著 者:天花寺さやか
出版社:PHP研究所
出版日:2020年1月14日 第1版第1刷 2020年12月23日 第3刷
評 価:☆☆☆☆(説明)
あやかしよりも人間の方に悪いヤツが多いじゃん、と思った本。
「人ならぬ者たち」が起こす事件に対応する「京都府警あやかし課」の活躍を描く第3弾。そこの新人隊員の古賀大(まさる)が主人公。京都御苑の鬼門に祀られる神猿に授けられた「魔除けの力」を持っている。
今回登場する「人ならぬ者たち(あやかし)」は、絶滅に瀕した魚とか、お地蔵さんとか、..平和な感じでとても事件を起こしそうにない。そう、彼らは被害者、事件に巻き込まれた側だ。最終話では弁慶と刀に封印された僧兵が登場する。こちらはなかなか迫力がありそうだ。大が「今更ながら、京都って何でもありの町やなって思いました」とのたまうのだけれど、まさにそんな感じ。
面白かった。基本的には「あやかし」絡みの事件を大たちあやかし課の面々が、神仏の力も借りながら解決する。その際に大たちの特殊能力を使う「大立ち回り」があったりなかったりするけれど、同じようなパターンの繰り返しになるのは否めない。そこを日本と外国の神仏観の違いをチラっと見せたりすることで、変化が付いている。この変化がとてもいい。料理の香辛料のように効いている。
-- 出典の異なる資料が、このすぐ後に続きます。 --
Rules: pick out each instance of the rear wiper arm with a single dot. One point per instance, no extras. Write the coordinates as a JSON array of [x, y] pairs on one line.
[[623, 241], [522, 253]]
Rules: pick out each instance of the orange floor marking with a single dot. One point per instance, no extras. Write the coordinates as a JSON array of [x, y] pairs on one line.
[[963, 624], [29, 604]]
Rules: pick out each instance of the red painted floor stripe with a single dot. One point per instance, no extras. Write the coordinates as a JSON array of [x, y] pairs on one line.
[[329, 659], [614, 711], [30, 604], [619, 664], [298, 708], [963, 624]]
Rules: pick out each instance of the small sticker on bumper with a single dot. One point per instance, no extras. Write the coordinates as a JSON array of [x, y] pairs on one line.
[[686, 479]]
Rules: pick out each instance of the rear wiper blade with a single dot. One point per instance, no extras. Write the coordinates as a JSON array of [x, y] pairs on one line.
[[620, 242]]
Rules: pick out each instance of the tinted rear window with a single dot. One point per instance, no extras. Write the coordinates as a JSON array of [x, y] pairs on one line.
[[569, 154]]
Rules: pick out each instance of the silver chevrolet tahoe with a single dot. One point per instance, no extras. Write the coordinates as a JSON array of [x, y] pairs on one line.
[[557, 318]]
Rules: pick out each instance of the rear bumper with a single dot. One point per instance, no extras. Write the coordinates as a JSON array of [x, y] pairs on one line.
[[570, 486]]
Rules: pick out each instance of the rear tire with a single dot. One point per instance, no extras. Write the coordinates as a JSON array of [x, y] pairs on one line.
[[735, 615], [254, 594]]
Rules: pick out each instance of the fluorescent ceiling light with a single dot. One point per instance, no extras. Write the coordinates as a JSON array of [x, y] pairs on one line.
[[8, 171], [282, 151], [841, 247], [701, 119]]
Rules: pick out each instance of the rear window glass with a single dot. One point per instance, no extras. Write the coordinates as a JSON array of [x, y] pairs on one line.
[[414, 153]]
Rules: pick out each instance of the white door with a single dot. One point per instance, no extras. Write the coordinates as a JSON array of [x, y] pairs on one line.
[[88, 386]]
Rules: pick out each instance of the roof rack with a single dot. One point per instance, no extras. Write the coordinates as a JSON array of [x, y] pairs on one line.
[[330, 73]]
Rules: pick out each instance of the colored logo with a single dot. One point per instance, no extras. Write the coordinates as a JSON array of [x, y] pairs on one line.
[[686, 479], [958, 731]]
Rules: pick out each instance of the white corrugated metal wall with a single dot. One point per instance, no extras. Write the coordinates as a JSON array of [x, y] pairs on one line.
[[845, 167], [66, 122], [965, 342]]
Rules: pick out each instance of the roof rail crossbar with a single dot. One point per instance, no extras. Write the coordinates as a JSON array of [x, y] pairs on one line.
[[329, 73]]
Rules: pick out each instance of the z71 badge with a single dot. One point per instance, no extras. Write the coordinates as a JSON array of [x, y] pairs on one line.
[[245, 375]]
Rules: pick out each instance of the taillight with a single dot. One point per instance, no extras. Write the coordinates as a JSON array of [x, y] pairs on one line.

今回は、あやかしよりも人間の方がずっと怖い。前作「京都府警あやかし課の事件簿2 祇園祭の奇跡」で登場してあやかし課に捕らえられた「強力な敵」っぽい人物がいるのだけれど、今回もストーリーに絡んできたので、おそらくシリーズを通しての敵となるのだろう。大の恋心の行方とともに、どうなるのか楽しみだ。
どうやら私は「大立ち回り」が好きらしい。